Esk8 Tesla Battery Gigafactories Producing 2170, 4680 and more. Discussion of all Tesla batteries and related topics.

Hey Mooch, I don’t disagree with you, I think we’re generally in agreement. Let me clarify that I’m not claiming there’s some agreed upon spec regarding cycle life rating, it’s why I used the word “defacto” and maybe I should have been less specific in saying; “From what I’ve seen.”

Maybe my experience is has been somewhat skewed, but the vast majority of the general “PR spec sheets” I’ve seen for LCO NMC and NCA have shown approx 800 cycles to 80% OAC in recent years. Some do list different curves, but the bullet points have always been at 800 for those chemistries. Vast majority of LiFeXX have been either 2000 to 4000. None of them show enough data or curve variables IMO.

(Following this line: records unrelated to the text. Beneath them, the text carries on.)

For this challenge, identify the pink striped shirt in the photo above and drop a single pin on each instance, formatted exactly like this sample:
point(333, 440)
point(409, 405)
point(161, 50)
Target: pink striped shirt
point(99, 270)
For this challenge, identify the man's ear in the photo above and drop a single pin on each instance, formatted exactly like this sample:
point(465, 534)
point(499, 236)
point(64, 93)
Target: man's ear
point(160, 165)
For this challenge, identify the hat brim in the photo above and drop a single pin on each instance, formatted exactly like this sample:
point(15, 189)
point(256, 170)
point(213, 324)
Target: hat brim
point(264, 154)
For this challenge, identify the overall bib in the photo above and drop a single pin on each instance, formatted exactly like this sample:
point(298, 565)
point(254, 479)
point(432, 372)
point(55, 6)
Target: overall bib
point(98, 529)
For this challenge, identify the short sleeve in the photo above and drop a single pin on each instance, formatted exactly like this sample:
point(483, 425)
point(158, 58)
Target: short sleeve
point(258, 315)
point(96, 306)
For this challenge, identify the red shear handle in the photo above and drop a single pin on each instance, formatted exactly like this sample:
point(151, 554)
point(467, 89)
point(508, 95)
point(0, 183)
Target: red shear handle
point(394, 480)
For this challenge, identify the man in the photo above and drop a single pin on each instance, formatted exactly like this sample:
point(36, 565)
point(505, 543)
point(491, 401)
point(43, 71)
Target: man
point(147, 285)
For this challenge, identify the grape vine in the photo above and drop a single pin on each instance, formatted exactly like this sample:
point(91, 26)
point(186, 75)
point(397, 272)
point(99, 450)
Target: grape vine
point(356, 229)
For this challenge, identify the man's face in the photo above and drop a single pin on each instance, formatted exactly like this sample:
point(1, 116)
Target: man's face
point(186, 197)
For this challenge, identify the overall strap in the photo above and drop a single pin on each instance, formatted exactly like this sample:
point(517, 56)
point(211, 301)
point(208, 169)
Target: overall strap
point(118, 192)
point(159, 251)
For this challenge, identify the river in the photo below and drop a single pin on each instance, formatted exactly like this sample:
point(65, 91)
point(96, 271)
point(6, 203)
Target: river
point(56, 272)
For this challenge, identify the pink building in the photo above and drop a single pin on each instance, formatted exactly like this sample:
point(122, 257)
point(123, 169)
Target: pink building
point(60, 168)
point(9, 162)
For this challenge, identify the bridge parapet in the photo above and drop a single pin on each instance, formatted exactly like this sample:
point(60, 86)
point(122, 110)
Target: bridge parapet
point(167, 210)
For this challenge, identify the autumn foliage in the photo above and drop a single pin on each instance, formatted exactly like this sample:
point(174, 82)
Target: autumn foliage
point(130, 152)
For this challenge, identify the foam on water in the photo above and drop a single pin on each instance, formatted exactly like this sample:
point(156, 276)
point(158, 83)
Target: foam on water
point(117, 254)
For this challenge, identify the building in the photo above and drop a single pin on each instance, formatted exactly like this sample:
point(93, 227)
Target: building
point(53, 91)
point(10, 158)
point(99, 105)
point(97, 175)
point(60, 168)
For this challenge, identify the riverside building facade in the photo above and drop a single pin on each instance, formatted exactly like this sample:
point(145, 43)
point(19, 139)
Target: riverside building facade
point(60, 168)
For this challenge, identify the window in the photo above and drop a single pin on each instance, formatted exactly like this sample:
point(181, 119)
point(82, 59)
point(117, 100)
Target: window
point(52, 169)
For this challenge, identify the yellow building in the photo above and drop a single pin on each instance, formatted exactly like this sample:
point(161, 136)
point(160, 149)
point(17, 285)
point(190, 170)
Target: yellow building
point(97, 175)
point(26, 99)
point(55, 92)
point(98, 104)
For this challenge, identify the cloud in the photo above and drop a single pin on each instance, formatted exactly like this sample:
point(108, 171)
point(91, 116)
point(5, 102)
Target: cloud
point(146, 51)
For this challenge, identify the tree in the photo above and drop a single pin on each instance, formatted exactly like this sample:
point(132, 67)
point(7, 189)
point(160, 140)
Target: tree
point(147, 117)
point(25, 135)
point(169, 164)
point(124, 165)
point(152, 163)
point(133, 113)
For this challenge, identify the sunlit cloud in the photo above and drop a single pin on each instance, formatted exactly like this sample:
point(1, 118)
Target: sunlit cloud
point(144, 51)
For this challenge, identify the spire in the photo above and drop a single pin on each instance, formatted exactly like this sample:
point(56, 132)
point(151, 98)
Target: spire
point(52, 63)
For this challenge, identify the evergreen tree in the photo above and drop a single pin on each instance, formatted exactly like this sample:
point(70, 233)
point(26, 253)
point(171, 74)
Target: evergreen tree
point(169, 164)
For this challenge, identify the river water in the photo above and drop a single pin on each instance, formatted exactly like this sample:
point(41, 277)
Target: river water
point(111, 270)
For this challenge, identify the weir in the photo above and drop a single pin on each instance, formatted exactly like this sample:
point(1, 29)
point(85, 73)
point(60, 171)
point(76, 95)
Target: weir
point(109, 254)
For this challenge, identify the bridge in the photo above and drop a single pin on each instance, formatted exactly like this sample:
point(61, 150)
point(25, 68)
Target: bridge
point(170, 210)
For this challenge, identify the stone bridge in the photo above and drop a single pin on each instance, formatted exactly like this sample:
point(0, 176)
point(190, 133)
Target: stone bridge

I’ll admit I probably over generalized, and maybe unintentionally exaggerated (unintentionally) for the sake of counterpoint, and to draw attention to the fact that everything in this sphere comes with tradeoffs, and IMO there’s a lot more potential for complexity in chemistries and configurations than many appreciate.

To be clear I wasn’t saying that there are cells listing 800 cycles to 80% OAC with p42a use scenarios at all. That was my point specifically, the p42a specs I saw actually did a good job of being specific at cycle life at those extreme discharge rates. I was saying that a lot of cells, like say 40T’s showed more conservative pulse discharge numbers, but higher cycle life to 80% OAC, and that if they decided to focus on a higher peak discharge with cooling, and sacrificed cycle life, they may perform similarly. That’s pure speculation on my part, you’d know better than me, but it was an attempt at a metaphor, to explain why I felt (as I think we agree), p42a’s are great cells, but not ground-breaking.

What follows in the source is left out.